I am trying to figure out an optimized way to perform math operations based on row identifier.
Sample data set as follows:
A B C D E F G H I J K
0 0 0 0 0 0 0 0 0 0 0
0 0 0 0 0 0 0 0 0 0 0
0 0 0 0 0 0 0 0 0 0 0
1 1 2 1 1 2 1 2 1 1 2
1 1 2 1 1 2 1 2 1 1 2
1 1 2 1 1 2 1 2 1 1 2
1 1 2 1 1 2 1 2 1 1 2
2 1 2 1 1 2 1 2 1 1 2
2 1 2 1 1 2 1 2 1 1 2
2 1 2 1 1 2 1 2 1 1 2
2 1 2 1 1 2 1 2 1 1 2
3 1 2 1 1 2 1 2 1 1 2
3 1 2 1 1 2 1 2 1 1 2
3 1 2 1 1 2 1 2 1 1 2
3 1 2 1 1 2 1 2 1 1 2
4 1 2 1 1 2 1 2 1 1 2
4 1 2 1 1 2 1 2 1 1 2
4 1 2 1 1 2 1 2 1 1 2
4 1 2 1 1 2 1 2 1 1 2
I want to find sum of rows based on column A
. So, final output will have four rows:
A B C D E F G H I J K
0 0 0 0 0 0 0 0 0 0 0
0 0 0 0 0 0 0 0 0 0 0
0 0 0 0 0 0 0 0 0 0 0
1 4 8 4 8 4 8 4 8 4 8
2 4 8 4 8 4 8 4 8 4 8
3 4 8 4 8 4 8 4 8 4 8
4 4 8 4 8 4 8 4 8 4 8
Since, the real data set is large.
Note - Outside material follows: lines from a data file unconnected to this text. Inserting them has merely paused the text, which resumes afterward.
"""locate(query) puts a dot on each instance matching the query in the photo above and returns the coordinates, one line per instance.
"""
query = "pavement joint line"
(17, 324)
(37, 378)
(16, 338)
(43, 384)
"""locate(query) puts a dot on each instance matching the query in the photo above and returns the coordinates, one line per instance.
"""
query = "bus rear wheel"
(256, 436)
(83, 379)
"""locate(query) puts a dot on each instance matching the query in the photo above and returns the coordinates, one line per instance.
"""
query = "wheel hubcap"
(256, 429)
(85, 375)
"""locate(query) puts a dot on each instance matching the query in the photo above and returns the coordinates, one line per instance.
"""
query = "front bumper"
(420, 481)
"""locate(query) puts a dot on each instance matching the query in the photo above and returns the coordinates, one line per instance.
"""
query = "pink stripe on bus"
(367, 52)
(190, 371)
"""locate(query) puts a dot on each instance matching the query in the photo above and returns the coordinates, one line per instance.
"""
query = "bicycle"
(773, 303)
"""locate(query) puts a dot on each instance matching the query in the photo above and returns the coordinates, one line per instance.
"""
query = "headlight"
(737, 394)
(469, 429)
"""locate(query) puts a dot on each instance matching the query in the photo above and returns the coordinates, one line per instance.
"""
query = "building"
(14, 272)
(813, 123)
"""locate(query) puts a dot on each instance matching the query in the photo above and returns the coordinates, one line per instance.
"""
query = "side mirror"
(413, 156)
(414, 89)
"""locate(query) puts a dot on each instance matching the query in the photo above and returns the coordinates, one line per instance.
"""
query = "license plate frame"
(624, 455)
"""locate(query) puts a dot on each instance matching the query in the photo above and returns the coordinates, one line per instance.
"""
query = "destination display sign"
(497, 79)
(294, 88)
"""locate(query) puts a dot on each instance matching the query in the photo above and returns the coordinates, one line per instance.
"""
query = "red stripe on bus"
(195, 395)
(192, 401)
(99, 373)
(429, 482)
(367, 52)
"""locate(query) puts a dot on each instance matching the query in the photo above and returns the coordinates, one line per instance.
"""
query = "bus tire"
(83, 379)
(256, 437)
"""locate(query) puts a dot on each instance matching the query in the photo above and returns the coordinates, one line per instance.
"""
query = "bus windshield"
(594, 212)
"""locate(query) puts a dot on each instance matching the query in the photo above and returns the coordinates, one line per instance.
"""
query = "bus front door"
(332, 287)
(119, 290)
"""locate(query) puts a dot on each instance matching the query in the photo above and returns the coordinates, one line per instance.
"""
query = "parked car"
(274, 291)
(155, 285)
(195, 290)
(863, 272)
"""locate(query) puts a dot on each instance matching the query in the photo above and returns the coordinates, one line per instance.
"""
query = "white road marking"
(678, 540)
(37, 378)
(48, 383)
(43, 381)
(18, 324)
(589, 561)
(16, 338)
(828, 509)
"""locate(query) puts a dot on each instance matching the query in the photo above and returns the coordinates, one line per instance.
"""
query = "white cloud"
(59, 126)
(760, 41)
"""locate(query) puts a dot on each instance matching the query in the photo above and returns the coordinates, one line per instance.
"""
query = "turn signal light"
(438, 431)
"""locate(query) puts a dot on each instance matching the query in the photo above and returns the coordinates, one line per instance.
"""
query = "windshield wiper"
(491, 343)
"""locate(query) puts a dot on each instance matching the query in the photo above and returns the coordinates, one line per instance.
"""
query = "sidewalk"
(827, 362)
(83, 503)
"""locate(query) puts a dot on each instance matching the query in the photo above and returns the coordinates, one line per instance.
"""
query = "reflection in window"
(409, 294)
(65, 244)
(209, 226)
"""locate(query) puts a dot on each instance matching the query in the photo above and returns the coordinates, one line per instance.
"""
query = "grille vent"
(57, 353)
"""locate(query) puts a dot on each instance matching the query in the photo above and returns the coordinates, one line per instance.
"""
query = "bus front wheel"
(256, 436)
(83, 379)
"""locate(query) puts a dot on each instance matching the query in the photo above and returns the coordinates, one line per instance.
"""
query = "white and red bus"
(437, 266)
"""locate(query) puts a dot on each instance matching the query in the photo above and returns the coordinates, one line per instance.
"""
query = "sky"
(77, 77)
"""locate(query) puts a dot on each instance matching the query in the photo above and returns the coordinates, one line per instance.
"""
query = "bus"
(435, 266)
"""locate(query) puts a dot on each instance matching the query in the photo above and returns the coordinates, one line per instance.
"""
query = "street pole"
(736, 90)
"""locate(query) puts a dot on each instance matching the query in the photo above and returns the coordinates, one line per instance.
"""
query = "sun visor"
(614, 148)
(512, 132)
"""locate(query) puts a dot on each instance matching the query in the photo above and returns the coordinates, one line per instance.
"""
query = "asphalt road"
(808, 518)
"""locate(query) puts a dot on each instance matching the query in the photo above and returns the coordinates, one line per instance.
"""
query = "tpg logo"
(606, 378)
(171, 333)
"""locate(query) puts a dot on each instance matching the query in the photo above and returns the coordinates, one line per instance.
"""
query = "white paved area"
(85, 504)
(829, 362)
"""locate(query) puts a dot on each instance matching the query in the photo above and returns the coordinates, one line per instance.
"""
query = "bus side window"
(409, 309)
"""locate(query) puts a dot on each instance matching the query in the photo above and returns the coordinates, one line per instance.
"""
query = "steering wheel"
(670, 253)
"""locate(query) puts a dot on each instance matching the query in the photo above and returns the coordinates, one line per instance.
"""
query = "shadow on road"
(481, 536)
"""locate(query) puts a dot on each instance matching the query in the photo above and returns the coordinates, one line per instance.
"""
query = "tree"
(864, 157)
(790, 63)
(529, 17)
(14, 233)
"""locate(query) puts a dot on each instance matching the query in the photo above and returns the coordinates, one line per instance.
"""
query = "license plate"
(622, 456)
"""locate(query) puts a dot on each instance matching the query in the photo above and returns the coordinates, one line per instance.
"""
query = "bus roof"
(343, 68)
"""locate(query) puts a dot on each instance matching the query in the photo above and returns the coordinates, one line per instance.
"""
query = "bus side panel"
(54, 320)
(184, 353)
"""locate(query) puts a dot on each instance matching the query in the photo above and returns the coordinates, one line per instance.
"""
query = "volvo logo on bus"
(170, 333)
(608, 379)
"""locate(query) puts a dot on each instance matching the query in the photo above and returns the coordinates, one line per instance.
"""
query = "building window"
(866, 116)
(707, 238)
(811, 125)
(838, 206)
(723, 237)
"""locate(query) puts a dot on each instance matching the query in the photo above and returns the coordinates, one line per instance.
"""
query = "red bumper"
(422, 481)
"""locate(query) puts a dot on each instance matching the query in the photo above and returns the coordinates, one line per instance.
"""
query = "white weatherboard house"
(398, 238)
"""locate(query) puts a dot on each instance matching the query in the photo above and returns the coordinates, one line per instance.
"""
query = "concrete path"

I am not able to think clearly as to how I can traverse through all the data set and get the desired operation done. sum
above is just an example, I will do more complex operation. Key is to subset data based on row key and then perform operation, store and then keep doing it till last row key is reached.
Any suggestions will be helpful, thanks.